Ya hace ocho años de aquello. Pasados unos seis meses desde los últimos Juegos Olímpicos en Beijing, parecería que aquel episodio haya quedado relegado a ser recordado sólo en recopilatorios de curiosidades o anécdotas divertidas. Un hecho aparentemente insignificante comparado con los logros casi épicos de Michael Phelps, considerado por muchos el mejor nadador de la historia.
Pero sin embargo la pequeña hazaña de Moussanbani me impactó de tal manera que quedó grabada en mi memoria de forma que cada cuatrienio vuelvo a recordar lo ocurrido y todavía hoy no he olvidado su nombre.

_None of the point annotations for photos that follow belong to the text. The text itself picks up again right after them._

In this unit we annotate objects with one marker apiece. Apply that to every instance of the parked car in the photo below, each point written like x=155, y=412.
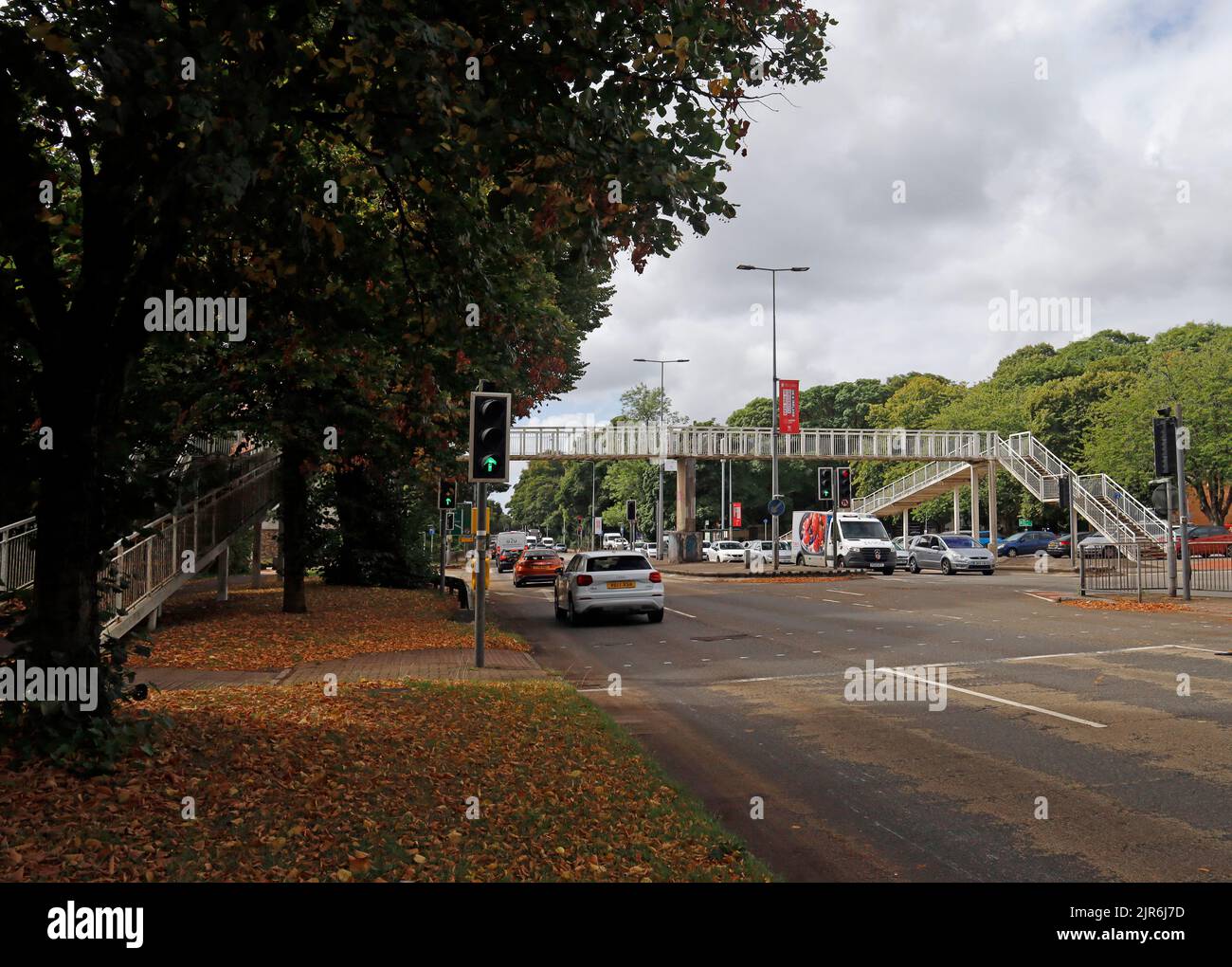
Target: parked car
x=1025, y=542
x=1060, y=547
x=607, y=581
x=722, y=551
x=1208, y=539
x=950, y=554
x=900, y=554
x=763, y=551
x=537, y=564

Y es que a veces, de las cosas más minúsculas o las situaciones más humildes, se pueden obtener grandes lecciones. Entonces sí importa más la intención que el resultado. La sensibilidad supera la capacidad. Igual que sucedió un día en Jerusalén, hace muchísimo más años, cuando Jesús destacó por encima de ninguna otra la humilde ofrenda de una viuda muy pobre, que dando todo lo que tenía dio más que los que ofrecían sólo de lo sobrante. (Marcos 1 2:41 -44, Lucas 21 :1 -4).
EPÍLOGO: Después de haber sido contratado para protagonizar un anuncio de bañadores de alta tecnología, Eric Moussanbani declaró que su mayor deseo sería tener un buen entrenador que le enseñara todo lo necesario para tratar de conseguir una medalla algún día. Y sobretodo destacó que fueron los aplausos y gritos de ánimo del público lo que le permitió en ese día la grandeza de llegar a la meta.